If you follow Icelandic news you will once in a while come across reports of names declined or names approved by what is known as Mannanafnanefnd, a jawbreaker (almost) right up there with Eyjafjallajökull. Mannanafnanefnd would trans literally be The Human Name Committee but in English they are known as the Icelandic Name Committee or the Personal Name Committee. Following up on a piece about the Icelandic naming system, here is an introduction to the Icelandic Name Committee
The committee consists of three individuals who each serve for four years. They are appointed by the Minister of Justice: one is nominated by the Icelandic Language Committee, one by the Faculty of Philosophy of the University of Iceland, and one by the university’s Faculty of Law. The committee’s not-so-simple task is to determine what new names should be allowed in the flora of first, middle and last names in Iceland.

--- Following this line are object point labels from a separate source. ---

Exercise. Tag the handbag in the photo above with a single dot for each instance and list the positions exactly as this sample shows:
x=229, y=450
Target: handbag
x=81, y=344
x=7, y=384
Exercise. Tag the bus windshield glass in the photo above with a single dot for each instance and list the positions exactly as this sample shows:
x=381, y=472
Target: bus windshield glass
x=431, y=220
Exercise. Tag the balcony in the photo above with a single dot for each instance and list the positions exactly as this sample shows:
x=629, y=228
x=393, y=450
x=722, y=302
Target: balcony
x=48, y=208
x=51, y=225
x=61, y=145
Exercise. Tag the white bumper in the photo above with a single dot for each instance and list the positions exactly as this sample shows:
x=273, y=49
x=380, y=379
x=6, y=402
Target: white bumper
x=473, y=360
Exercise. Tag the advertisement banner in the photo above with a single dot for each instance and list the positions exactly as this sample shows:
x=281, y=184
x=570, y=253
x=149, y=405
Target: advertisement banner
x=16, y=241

This makes for an unpopular role, as Icelanders are not only original when it comes to art and music, they also want give original names to their original offspring, and the debate between the name committee and the parents or people who simply want a name change often finds its way into the media.

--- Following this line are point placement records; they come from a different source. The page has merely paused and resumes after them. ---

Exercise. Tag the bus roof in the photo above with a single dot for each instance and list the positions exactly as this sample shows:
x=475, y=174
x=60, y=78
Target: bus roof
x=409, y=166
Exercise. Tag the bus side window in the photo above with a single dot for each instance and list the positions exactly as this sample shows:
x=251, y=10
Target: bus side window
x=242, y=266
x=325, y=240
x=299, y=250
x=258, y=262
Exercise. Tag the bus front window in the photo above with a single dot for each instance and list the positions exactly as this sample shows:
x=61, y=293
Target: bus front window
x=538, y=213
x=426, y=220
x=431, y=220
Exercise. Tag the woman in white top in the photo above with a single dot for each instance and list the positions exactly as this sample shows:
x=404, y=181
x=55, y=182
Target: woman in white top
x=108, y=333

The Name Committee must adhere to its given rules and order must exist in the universe of Icelandic names. A new name is considered for its compatibility with Icelandic tradition and the likelihood that it might cause the bearer embarrassment is also considered. Under Article 5 of the Personal Names Act, names must be compatible with Icelandic grammar (in which all nouns, including proper names, have grammatical gender and change their forms according to the language’s case system). Names must also contain only letters occurring in the Icelandic alphabet, so no C and Z and lastly a name’s grammatical gender must match the sex of the person bearing the name.